House R is a minimalist home near Antwerp, Belgium, designed by Hans Verstuyft Architecten. While the farm’s glory days are a thing of the past, its essence remains very much alive in the design of the new building. Echoing the characteristic features of traditional farmhouses, the new construction prominently features a gabled facade and a saddle roof. Instead of an immaculate finish, the house sports a purposefully weathered look. The rough plaster over the brick facade and the reclaimed roof tiles from Burgundy, France, lend it an authentic, age-worn appeal. Nevertheless, this is a modern home at its core. The spatial layout and the strategic use of materials like exposed concrete, Italian terracotta tiles, and natural stone from Germany reflect a contemporary taste and sensibility. This residence offers a unique blend of traditional and contemporary living.

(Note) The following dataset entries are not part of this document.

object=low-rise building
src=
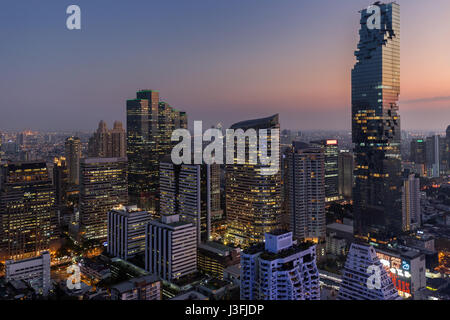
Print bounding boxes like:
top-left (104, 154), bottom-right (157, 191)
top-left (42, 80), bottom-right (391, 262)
top-left (5, 251), bottom-right (51, 296)
top-left (110, 275), bottom-right (161, 300)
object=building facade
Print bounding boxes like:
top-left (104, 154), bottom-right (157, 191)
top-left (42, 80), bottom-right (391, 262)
top-left (126, 90), bottom-right (187, 212)
top-left (352, 2), bottom-right (403, 241)
top-left (310, 139), bottom-right (340, 203)
top-left (79, 157), bottom-right (128, 241)
top-left (145, 214), bottom-right (197, 281)
top-left (88, 120), bottom-right (126, 158)
top-left (107, 205), bottom-right (152, 260)
top-left (0, 161), bottom-right (55, 261)
top-left (160, 158), bottom-right (221, 243)
top-left (226, 115), bottom-right (281, 247)
top-left (286, 142), bottom-right (326, 242)
top-left (338, 243), bottom-right (401, 300)
top-left (65, 136), bottom-right (82, 185)
top-left (402, 174), bottom-right (421, 232)
top-left (5, 251), bottom-right (51, 296)
top-left (110, 275), bottom-right (161, 300)
top-left (241, 231), bottom-right (320, 300)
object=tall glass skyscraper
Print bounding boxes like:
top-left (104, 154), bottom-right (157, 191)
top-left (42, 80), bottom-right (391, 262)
top-left (225, 115), bottom-right (281, 247)
top-left (352, 2), bottom-right (403, 242)
top-left (126, 90), bottom-right (187, 212)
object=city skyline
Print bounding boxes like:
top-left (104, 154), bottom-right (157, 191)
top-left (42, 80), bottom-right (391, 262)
top-left (1, 0), bottom-right (450, 132)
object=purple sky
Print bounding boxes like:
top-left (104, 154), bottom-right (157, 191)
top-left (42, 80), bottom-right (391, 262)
top-left (0, 0), bottom-right (449, 132)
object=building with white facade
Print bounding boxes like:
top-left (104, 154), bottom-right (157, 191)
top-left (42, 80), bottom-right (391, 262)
top-left (145, 214), bottom-right (197, 281)
top-left (107, 205), bottom-right (152, 260)
top-left (5, 251), bottom-right (51, 296)
top-left (241, 231), bottom-right (320, 300)
top-left (338, 243), bottom-right (401, 300)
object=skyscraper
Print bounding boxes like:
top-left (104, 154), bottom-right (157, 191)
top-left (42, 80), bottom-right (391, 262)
top-left (402, 174), bottom-right (421, 232)
top-left (310, 139), bottom-right (340, 203)
top-left (126, 90), bottom-right (187, 212)
top-left (65, 136), bottom-right (82, 185)
top-left (145, 214), bottom-right (197, 281)
top-left (338, 243), bottom-right (401, 300)
top-left (286, 142), bottom-right (326, 243)
top-left (241, 231), bottom-right (320, 300)
top-left (352, 2), bottom-right (403, 241)
top-left (107, 205), bottom-right (152, 260)
top-left (160, 158), bottom-right (221, 243)
top-left (226, 115), bottom-right (281, 247)
top-left (425, 135), bottom-right (446, 177)
top-left (0, 161), bottom-right (55, 261)
top-left (79, 157), bottom-right (128, 241)
top-left (88, 121), bottom-right (127, 158)
top-left (338, 150), bottom-right (354, 200)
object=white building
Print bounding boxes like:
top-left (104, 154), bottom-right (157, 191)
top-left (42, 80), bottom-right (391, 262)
top-left (145, 214), bottom-right (197, 281)
top-left (5, 251), bottom-right (51, 296)
top-left (402, 174), bottom-right (421, 231)
top-left (241, 231), bottom-right (320, 300)
top-left (338, 243), bottom-right (401, 300)
top-left (107, 205), bottom-right (152, 260)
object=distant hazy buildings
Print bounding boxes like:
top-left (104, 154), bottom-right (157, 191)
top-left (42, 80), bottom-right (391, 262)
top-left (310, 139), bottom-right (340, 203)
top-left (286, 142), bottom-right (326, 242)
top-left (402, 174), bottom-right (421, 232)
top-left (0, 161), bottom-right (55, 261)
top-left (107, 205), bottom-right (152, 260)
top-left (338, 243), bottom-right (401, 300)
top-left (241, 231), bottom-right (320, 300)
top-left (5, 251), bottom-right (51, 296)
top-left (126, 90), bottom-right (187, 212)
top-left (145, 214), bottom-right (197, 281)
top-left (425, 135), bottom-right (447, 177)
top-left (65, 136), bottom-right (82, 185)
top-left (79, 157), bottom-right (128, 241)
top-left (226, 115), bottom-right (281, 247)
top-left (88, 120), bottom-right (126, 158)
top-left (352, 2), bottom-right (403, 241)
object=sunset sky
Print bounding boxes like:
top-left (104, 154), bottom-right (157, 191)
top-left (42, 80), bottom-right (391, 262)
top-left (0, 0), bottom-right (449, 132)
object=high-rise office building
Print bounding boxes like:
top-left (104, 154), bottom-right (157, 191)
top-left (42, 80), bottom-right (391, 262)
top-left (126, 90), bottom-right (187, 212)
top-left (5, 251), bottom-right (51, 296)
top-left (286, 142), bottom-right (325, 243)
top-left (338, 150), bottom-right (354, 200)
top-left (107, 205), bottom-right (152, 260)
top-left (79, 157), bottom-right (128, 241)
top-left (402, 174), bottom-right (421, 232)
top-left (145, 214), bottom-right (197, 281)
top-left (311, 139), bottom-right (340, 203)
top-left (88, 121), bottom-right (126, 158)
top-left (410, 139), bottom-right (426, 165)
top-left (160, 158), bottom-right (220, 243)
top-left (425, 135), bottom-right (447, 177)
top-left (447, 125), bottom-right (450, 174)
top-left (65, 136), bottom-right (82, 185)
top-left (0, 161), bottom-right (55, 261)
top-left (241, 231), bottom-right (320, 300)
top-left (352, 2), bottom-right (403, 241)
top-left (226, 115), bottom-right (281, 247)
top-left (338, 243), bottom-right (401, 300)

While the day living spaces are contained within one unified volume, the sleeping quarters occupy a split-level extension. The expansive windows of the main living area provide sweeping views of the surrounding landscape, an intentional design choice that amplifies the connection to nature. Conversely, the bedrooms exude a sense of solidity and sanctuary, ensuring the occupants’ security and privacy. Attention to detail extends to the home’s interior furnishings, a majority of which are bespoke creations designed by Hans Verstuyft Architecten. Smoked oak elements make a pronounced appearance, as do the Vola taps, which are emblematic of minimalist design. Lighting is another highlight, with the SpotOn fixtures co-designed by Verstuyft and the Austere Chandelier, a collaboration between Verstuyft and Belgian producer, Trizo21. Ceramic lamps by the artist Jos Devriendt add a touch of artisanal elegance to the space.